Finalmente, y conforme uno crece, adquiere consciencia de la grandeza de la ciudad. No por nada es la segunda metrópoli del país. Uno va siendo testigo de la construcción y modernización de la ciudad: la eterna obra del tren ligero, el carril exclusivo del macrobús, el futuro peribús, Plaza Andares, los enormes edificios de departamentos (carísimos, por cierto…)
Aunque a veces uno siente nostalgia por lugares que nunca conoció pero que los padres nos platican: habría sido genial transitar en vehículo por la calle Morelos, desde el Hospicio Cabañas hasta su culminación en La Minerva, o entrar a los grandes cines como aquel que mi papá dice que por su ambientación e iluminación parecía un pequeño pueblito: el Alameda, ubicado en las confluencias de la calle Obregón y la multi aludida Calzada Independencia.
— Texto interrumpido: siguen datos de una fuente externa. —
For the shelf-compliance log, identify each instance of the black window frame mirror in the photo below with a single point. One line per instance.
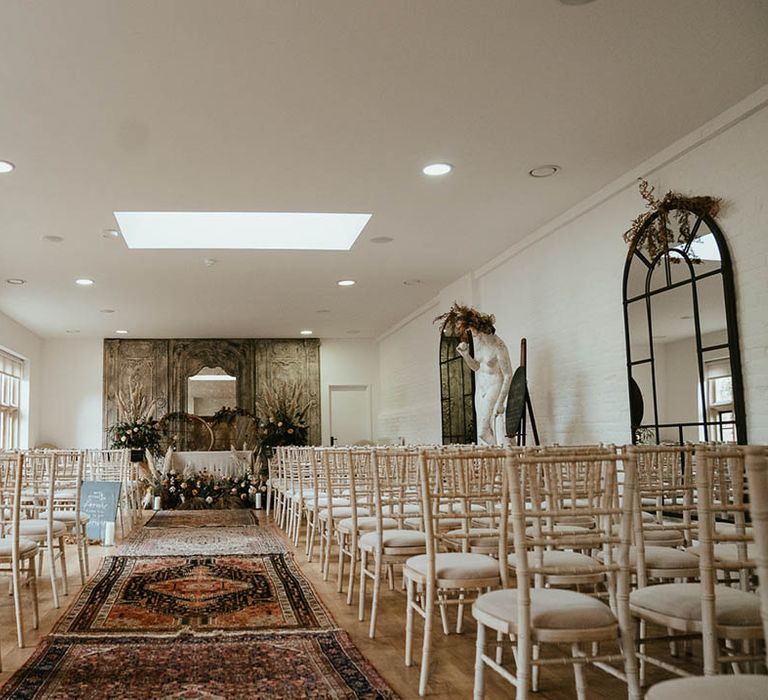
(678, 270)
(457, 392)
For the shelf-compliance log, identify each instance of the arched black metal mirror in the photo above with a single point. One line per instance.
(457, 393)
(681, 332)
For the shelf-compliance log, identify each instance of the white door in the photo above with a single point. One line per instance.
(350, 413)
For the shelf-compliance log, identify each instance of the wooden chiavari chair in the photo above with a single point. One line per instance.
(742, 686)
(453, 489)
(17, 554)
(530, 614)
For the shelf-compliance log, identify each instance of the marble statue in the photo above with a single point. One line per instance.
(490, 363)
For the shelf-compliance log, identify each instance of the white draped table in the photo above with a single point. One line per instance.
(223, 464)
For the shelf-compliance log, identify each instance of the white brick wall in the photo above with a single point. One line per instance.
(563, 293)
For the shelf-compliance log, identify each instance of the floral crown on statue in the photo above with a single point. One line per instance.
(462, 319)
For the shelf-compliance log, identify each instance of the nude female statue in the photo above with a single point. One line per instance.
(491, 364)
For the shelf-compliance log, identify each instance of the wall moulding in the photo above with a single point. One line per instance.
(162, 366)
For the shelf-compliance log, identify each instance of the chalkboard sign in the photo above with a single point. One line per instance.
(99, 500)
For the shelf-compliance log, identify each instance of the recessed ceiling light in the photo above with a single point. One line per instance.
(240, 230)
(544, 171)
(436, 169)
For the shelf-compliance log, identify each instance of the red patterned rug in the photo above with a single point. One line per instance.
(271, 665)
(167, 595)
(241, 517)
(205, 541)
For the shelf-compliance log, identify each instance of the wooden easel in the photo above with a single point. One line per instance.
(519, 406)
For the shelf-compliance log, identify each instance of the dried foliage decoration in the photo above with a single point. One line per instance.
(462, 319)
(654, 226)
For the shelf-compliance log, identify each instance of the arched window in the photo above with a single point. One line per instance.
(681, 332)
(457, 393)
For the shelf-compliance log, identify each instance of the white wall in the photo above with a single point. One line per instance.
(72, 389)
(22, 342)
(350, 362)
(561, 289)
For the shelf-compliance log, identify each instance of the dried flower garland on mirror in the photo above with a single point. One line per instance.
(652, 232)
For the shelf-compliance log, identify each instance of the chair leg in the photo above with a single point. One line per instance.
(410, 601)
(363, 586)
(17, 605)
(479, 690)
(63, 557)
(426, 647)
(578, 673)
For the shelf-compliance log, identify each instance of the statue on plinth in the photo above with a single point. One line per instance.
(490, 363)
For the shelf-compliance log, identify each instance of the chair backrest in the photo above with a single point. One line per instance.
(542, 517)
(459, 484)
(721, 492)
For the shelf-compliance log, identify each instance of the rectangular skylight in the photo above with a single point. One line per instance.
(240, 230)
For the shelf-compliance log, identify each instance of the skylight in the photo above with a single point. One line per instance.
(240, 230)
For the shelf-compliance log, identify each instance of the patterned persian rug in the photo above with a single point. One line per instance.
(161, 595)
(204, 518)
(270, 665)
(206, 541)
O quizás aquellas limpias y pulcras avenidas con sus pabellones floreados que dieron origen a aquel mote de “Ciudad de las Rosas.”
Igualmente con la madurez y la investigación minuciosa, uno va siendo consciente de la destrucción de la que ha sido víctima la metrópoli: donde antes estaba el atrio de la Catedral (ahora en peligro por la tripa de transporte colectivo que en algún momento pasará por un costado de su cimiento), hoy se encuentra avenida Alcalde; sobre lo que fue el virreinal Templo de la Soledad y una oficina de correos, se edificó un palacio municipal y una rotonda de personas ilustres (donde no todas son tan ilustres); donde existió un río en el que lavaban sus ropas los guadalajarenses, hoy se encuentra una avenida hedionda que divide imaginariamente a la sociedad de Guadalajara, aquella ciudad que tras tres fallidos intentos, finalmente se logró fundar en lo que alguna vez fue el Valle de Atemajac.